Are you feeling mentally fatigued by life in general on a daily basis? This may not necessarily have anything to do with any physical exertion but your mental response to the current events.
When we are faced with a stressful situation our body is flooded with cortisol. Cortisol aims to increase alertness, increasing our heart rate and increasing the energy available so that we can fight, run or play dead to perceived threat. When managing constant uncertainty the cortisol level remains elevated. As a result, we can eventually become exhausted as a natural consequence. High levels cortisol is likely to impact have on slow wave (deep) sleep which is responsible for feeling refreshed and energetic. Persistent lack of sleep is associated with obesity, Alzheimers, depression poor immunity, cardiovascular diseases, occupational and road traffic accidents.
Sleep is our natural reset button, it is a vital function for our endocrine, immune and metabolic system. Essentially sleep mostly benefits our brain. The aim of this article is to provide some tips of how to improve your sleep. Help you review your bedtime routine, sleep and waking habits for a couple of weeks to help you implement effective change.
Aim to wake approximately the same time. This helps you to wake up refreshed because our body and brain start preparing to wake up approx 90 minutes before you actually do, so if you have a fixed wake up time the body and brain know when they are going to wake and can thus prepare accordingly.
Create a relaxing bedtime routine. Include disengaging from devices at approximately 45 mins before bed can prevent the brain from becoming overstimulated with new information and exposure to blue light (this triggers production of melatonin which makes us feel awake).
Following on from this, a ‘quiet mind’ to achieve good sleep. If your mind flooded with information this can prevent our mind from slowing down. If you struggle to fall asleep within a few mins of hitting the mattress then then do something to quieten the mind – read a book or listening to music, warm bath or a hot drink.

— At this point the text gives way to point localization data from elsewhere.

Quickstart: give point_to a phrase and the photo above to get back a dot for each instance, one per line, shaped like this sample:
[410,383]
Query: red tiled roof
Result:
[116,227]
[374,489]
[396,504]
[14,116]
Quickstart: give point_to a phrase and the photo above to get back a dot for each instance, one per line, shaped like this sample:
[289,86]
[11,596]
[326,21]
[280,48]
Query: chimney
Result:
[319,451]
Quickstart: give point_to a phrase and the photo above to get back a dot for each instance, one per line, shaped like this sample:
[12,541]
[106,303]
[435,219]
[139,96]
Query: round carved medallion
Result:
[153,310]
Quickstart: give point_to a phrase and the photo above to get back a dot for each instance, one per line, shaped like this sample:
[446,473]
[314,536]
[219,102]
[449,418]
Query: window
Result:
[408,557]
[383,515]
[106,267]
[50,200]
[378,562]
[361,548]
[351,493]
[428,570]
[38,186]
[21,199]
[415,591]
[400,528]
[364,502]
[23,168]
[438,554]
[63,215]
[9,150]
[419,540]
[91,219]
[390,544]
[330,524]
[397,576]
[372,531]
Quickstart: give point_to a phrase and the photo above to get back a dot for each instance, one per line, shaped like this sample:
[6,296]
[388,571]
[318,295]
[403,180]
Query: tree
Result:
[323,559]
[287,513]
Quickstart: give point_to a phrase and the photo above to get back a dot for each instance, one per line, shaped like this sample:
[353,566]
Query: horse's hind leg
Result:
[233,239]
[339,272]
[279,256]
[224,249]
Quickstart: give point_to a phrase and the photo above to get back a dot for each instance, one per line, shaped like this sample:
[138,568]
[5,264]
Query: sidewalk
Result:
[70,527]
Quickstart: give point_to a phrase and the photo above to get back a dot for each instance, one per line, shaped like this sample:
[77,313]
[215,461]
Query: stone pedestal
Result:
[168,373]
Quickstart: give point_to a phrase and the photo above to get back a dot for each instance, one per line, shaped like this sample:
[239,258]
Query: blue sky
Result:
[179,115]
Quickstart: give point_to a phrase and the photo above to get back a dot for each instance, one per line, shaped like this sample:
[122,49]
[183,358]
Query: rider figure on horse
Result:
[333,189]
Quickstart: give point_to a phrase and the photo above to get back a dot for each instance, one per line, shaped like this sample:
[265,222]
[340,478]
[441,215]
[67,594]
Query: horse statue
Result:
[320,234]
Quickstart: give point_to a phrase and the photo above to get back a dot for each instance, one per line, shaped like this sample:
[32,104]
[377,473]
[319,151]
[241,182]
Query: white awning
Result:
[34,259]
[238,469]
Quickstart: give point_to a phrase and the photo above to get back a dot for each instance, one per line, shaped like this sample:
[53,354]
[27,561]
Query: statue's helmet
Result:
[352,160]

There is no magic formula – find what works for you.
Avoid excessive alcohol as it can cause disturbed sleep for several reasons – it causes dehydration, it increases our body temperature as we work hard to burn off the additional calories, affects our ability to enter deep sleep and therefore we will not waken feeling refreshed the following day.
Avoid napping during the day if possible, but if you are going to nap, a 20- minute nap mid-afternoon will help boost your mental performance.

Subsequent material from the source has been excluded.